Bewegen/ dansen/ choreograferen/ improviseren Soms is de manier waarop iemand loopt al dans. Dans is een vorm van beweging. Daar zullen de meesten het wel over eens zijn. Maar is elke beweging dans? Om een onderscheid te maken met alle banale handelingen die je de hele dag door uitvoert, wordt dans meestal omschreven als beweging omwille van de beweging. Je kan dansen om je uit te leven, omwille van de schoonheid van de beweging, je kan de impulsen van een bepaald muziekstuk of van een opzwepend ritme volgen. Dans kan een onderdeel van een ritueel zijn. Al dansend kan je iets vertellen/ een statement maken tegenover de omstaanders. Een dansvoorstelling of een choreografie wordt gecreëerd door een choreograaf. Hij of zij heeft de leiding over het creatieproces. Soms bedenken choreografen alle bewegingen zelf. Zij leren hun dansers dan een reeks van bewegingen die vloeiend in mekaar overgaan, een zogenaamde bewegingsfrase. Soms bedenkt de choreograaf enkel het idee van de voorstelling en creëren de dansers zelf de bewegingen. Soms liggen alle bewegingen van de voorstelling vast. Soms staat de choreograaf zijn dansers toe om de bewegingen op het moment zelf te bedenken. Dat heet improviseren. Misschien is ‘bedenken’ een verkeerd woord. Je lichaam volgt een weg die op dat moment juist aanvoelt. Een geïmproviseerde voorstelling zal er nooit hetzelfde uitzien. Improviseren doe je ook als je op een fuif danst. Je luistert naar de muziek en je lichaam beweegt op het ritme, zonder dat de bewegingen vast liggen.

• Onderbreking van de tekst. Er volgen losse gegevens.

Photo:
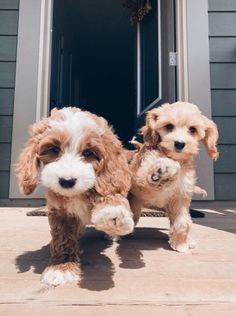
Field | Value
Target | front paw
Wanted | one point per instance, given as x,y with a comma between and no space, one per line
163,171
59,274
113,220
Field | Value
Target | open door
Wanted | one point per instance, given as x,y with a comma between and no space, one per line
156,65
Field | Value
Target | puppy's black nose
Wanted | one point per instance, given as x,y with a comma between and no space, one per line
179,145
67,183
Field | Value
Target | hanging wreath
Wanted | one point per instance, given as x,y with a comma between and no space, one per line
138,9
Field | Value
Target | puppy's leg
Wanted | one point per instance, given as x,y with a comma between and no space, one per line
136,207
180,223
64,264
113,216
162,171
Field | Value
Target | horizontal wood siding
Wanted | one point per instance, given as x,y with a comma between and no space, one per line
222,41
9,11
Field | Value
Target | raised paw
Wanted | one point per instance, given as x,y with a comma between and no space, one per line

Improvisatie is een handige manier om nieuwe dansbewegingen te creëren.
7
Het verloop van de voorstelling Op het podium staat een jongen in kostuum en een meisje in een vrolijke, roze jurk. Rechts op het podium zit de technicus, als een DJ omringd door zijn apparatuur. Vijftig minuten lang stuurt hij een soort top-of-the-pops–allertijden-mix door de boxen. Het is onmogelijk om stil te zitten bij al die uitbundige evergreens. Je bent getuige van een intiem feest, waar je nooit weet wat er zal komen. Zo’n feest waar je – zonder het te beseffen – blijft hangen tot het licht wordt, terwijl je eigenlijk besloten had om vroeg door te gaan. Op het ene nummer danst hij. Op het volgende neemt zij het over. Ze spelen, dansen, lonken en vechten. Wat ze ook doen, ze doen het altijd met volledige overgave. Elk muzieknummer zet een andere sfeer; dwingt een nieuwe vorm van bewegen af. En dan plots houden de spelers het voor bekeken. Het podium is leeg, maar de muziek blijft spelen. Hele goeie muziek...The dancefloor is yours! Wie klimt er als eerste op het podium om uit de bol te gaan op dit verrassingsfeest?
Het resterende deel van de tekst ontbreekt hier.